While PCOS is common, with some estimates suggesting it impacts 1-in-10 women, the systematic review and meta-analysis concluded Black women with PCOS had a poorer cardiometabolic risk profile than their White counterparts, including greater levels of insulin resistance and blood pressure.
“Our findings support the need to increase public awareness about the disproportionate burden of cardiometabolic risk in young Black women with PCOS,” said Maryam Kazemi, PhD, a Postdoctoral Associate in Professor Marla Lujan's laboratory in the Division of Nutritional Sciences at Cornell University, in a statement. “These findings have implications for improving the sensitivity of clinical assessments in Black women to avoid underestimating cardiovascular risk in women with PCOS.”

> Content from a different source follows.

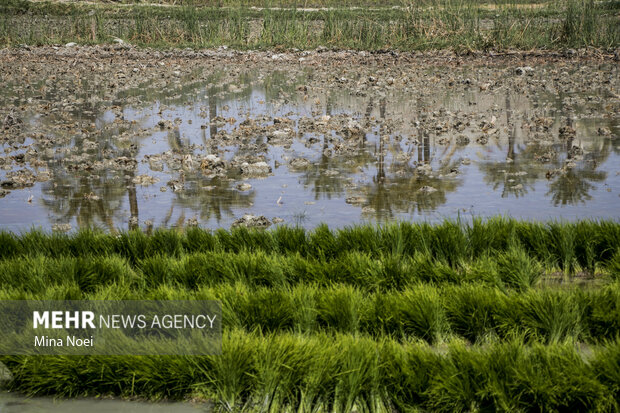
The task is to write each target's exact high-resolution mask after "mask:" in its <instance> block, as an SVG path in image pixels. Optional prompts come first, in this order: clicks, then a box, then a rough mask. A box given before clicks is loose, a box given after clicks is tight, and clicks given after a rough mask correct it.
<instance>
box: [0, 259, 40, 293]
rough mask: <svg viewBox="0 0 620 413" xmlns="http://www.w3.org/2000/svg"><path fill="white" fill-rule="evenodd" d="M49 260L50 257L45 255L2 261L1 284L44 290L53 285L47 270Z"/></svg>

Despite its prevalence among women, Kazemi and team noted there was little available information related to cardiometabolic and reproductive differences based on race/ethnicity. To fill this apparent knowledge gap, the current study was designed the aim of evaluating differences in cardiometabolic profiles of Black and White women with PCOS from previously published observational studies within the MEDLINE, Web of Science, and Scopus databases.
Using a search period of January 1990-September 2020, investigators identified a total of 11 studies including 2851 participants for inclusion in the current analysis. Initially, investigators identified more than 3300 articles, but after application of inclusion criteria and exclusion of duplicates, investigators identified 11 studies for inclusion in their qualitative analysis and 10 for inclusion in their meta-analysis.

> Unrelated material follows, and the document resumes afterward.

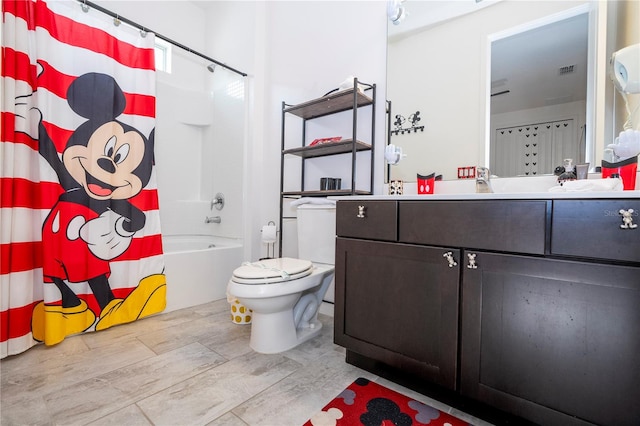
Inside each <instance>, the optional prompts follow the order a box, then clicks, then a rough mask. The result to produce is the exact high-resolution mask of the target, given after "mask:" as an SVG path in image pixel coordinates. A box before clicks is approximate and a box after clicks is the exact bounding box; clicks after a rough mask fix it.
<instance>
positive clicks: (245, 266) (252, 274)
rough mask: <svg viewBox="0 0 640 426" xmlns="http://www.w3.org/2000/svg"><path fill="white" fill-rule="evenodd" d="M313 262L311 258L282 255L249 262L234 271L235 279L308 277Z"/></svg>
mask: <svg viewBox="0 0 640 426" xmlns="http://www.w3.org/2000/svg"><path fill="white" fill-rule="evenodd" d="M312 268H313V263H311V261H309V260H302V259H293V258H290V257H282V258H278V259H265V260H260V261H258V262H253V263H247V264H244V265H242V266H240V267H239V268H237V269H236V270H235V271H233V277H234V281H237V282H241V283H248V282H258V281H259V282H260V283H272V282H281V281H288V280H292V279H297V278H302V277H306V276H307V275H309V274H311V270H312Z"/></svg>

Studies included in the analysis examined women between 17-50 years of age and documented cardiometabolic risk profiles of women with PCOS, including glucoregulation, lipid profiles, anthropometric data, and hypertensive status.
The primary outcome of the study was fasting glucose. Other outcomes of interest for the study included cardiovascular events, such as stroke, coronary heart disease, and heart failure, as well as all-cause and cardiovascular mortality.

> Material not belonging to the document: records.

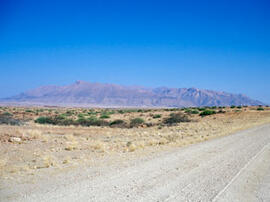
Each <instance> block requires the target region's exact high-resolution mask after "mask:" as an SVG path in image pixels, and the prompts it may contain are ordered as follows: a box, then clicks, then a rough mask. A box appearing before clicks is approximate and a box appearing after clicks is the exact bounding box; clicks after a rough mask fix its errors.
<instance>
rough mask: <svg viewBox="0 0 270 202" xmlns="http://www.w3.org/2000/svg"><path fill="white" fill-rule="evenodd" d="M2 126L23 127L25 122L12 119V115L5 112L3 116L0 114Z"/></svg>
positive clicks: (18, 120) (3, 113)
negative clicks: (21, 126) (18, 126)
mask: <svg viewBox="0 0 270 202" xmlns="http://www.w3.org/2000/svg"><path fill="white" fill-rule="evenodd" d="M1 124H7V125H17V126H19V125H22V124H23V122H22V121H21V120H19V119H14V118H12V114H10V113H8V112H5V113H3V114H0V125H1Z"/></svg>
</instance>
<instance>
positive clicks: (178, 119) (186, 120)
mask: <svg viewBox="0 0 270 202" xmlns="http://www.w3.org/2000/svg"><path fill="white" fill-rule="evenodd" d="M181 122H190V119H189V118H188V116H187V115H185V114H183V113H181V112H179V113H172V114H170V117H168V118H165V119H164V120H163V123H164V124H167V125H172V124H176V123H181Z"/></svg>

From the 11 studies identified for inclusion, investigators obtained data related to 2821 women with PCOS, including 626 Black women and 2195 White women. Investigators noted none of these studies reported on cardiovascular events/mortality rate among patients examined.
Results of the investigators’ analyses indicated Black women had increased fasting insulin (6.76 [4.97-8.56] µIU/mL; I2=59.0%), HOMA-IR (HOMA-IR; 1.47 [0.86-2.08]; I2=83.2%), and systolic blood pressure (3.32 [0.34-6.30] mmHg; I2=52.0%). However, investigators noted these same models indicated Black women had compared fasting glucose and decreased triglycerides compared to White women (P for all <.03).
Additionally, the study arms were comparable in total cholesterol, LDL-C, HDL-C, and diastolic blood pressure levels (P for all >.06). Investigators pointed out paucity in the number of studies evaluating cardiovascular events or mortality limit conclusions that can be drawn from current data related to disparities.
"We found a disproportionate risk for health complications in Black women with PCOS in the United States, highlighting the need to fully identify and address health disparities in women with PCOS," Kazemi added.
This study, “Black Women Have a Worse Cardio-Metabolic Risk Profile Compared to White Women with Polycystic Ovary Syndrome in the United States: A Systematic Review and Meta-Analysis,” was presented virtually as part of ENDO 2021.